Frankston North has historically been a suburb investors overlooked. The median house price sits at approximately $618,000, well below Victoria's overall median of around $920,000. That gap is precisely what has developers interested. Under an eight-storey envelope, a 600-square-metre residential block on Cranbourne Road could theoretically yield 24 to 30 apartments, transforming the economics of individual sites. The Frankston City Council has not formally endorsed the VPA proposal, and its planning department has flagged concerns about car parking ratios and the capacity of the Seaford-Frankston trunk sewer main, which already operates near capacity during peak periods.
The council is expected to submit its formal referral response to the VPA by September 12, giving it roughly ten weeks to canvass community feedback. The Frankston North Community Association has already scheduled a public information session at the Pines Flora and Fauna Reserve community hall on July 19, where residents can view the proposal maps and submit written objections before the council deadline.
Who Stands to Win — and Who Might Not
For buyers currently priced out of Bayside suburbs like Mentone and Mordialloc — where median house prices cleared $1.4 million and $1.25 million respectively in the first half of 2026 — Frankston North rezoning represents a potential entry point into new-build product closer to Port Phillip Bay. Developers pitch this as a solution to the supply crunch. Critics, including the Mornington Peninsula-based advocacy group Planning Backlash Victoria, argue that infrastructure must precede density, not trail it by years.

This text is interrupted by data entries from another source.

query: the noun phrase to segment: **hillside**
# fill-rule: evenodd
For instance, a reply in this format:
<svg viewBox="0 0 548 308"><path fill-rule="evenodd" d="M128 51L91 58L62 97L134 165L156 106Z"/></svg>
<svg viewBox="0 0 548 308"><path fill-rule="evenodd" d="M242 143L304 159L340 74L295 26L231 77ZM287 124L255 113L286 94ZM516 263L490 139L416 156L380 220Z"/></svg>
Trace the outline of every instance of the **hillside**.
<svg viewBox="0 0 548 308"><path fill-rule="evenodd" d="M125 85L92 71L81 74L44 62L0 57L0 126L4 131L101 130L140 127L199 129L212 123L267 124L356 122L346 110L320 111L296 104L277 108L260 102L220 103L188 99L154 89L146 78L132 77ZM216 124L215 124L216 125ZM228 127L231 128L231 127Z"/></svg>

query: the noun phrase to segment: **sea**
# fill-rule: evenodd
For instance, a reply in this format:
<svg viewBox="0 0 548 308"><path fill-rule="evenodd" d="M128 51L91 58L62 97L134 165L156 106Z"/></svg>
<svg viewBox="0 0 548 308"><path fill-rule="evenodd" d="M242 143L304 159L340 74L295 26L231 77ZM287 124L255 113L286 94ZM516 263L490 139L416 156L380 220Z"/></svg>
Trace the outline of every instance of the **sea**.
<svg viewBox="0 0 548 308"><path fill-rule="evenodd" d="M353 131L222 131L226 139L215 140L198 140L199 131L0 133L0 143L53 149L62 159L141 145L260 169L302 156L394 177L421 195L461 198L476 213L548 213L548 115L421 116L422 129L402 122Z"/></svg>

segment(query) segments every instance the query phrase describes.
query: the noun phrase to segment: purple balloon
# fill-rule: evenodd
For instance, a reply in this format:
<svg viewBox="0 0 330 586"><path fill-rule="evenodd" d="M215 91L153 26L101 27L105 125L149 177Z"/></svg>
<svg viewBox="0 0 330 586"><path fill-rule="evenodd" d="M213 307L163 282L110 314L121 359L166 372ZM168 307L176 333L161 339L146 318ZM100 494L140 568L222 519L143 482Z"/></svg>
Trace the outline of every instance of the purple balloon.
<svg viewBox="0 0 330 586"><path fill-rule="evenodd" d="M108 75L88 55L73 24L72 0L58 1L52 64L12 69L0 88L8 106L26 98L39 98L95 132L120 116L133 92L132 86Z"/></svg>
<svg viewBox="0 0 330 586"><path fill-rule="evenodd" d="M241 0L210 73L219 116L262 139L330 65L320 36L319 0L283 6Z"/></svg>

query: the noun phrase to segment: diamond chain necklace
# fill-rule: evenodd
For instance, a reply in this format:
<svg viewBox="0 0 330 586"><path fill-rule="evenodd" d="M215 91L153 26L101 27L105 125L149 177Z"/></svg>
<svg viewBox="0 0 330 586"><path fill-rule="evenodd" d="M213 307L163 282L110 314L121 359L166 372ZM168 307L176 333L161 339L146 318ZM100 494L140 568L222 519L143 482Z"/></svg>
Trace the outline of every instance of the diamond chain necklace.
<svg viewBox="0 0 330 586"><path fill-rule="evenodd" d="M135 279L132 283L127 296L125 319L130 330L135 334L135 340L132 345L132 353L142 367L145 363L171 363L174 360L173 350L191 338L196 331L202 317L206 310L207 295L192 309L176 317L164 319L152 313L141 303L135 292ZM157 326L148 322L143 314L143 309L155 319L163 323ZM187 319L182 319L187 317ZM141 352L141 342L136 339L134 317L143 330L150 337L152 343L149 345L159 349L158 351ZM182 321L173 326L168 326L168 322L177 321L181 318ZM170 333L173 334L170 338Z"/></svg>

The VPA is expected to complete its preliminary assessment by November. If it advances to a Planning Scheme Amendment, that triggers a mandatory public exhibition period of at least 28 days, during which objections can be lodged with an independent planning panel. The whole process, from VPA sign-off to minister's approval, typically runs 18 to 24 months — meaning the earliest any shovel could legally break ground under new zoning rules is late 2028.
For anyone already owning land along the Cranbourne Road corridor, the practical advice from property lawyers familiar with VPA processes is straightforward: do nothing drastic until the amendment is formally exhibited. Owners who sell now, anticipating rezoning uplift, risk crystallising a capital gain before the zoning actually changes — and before any price appreciation flows through to comparable sales evidence.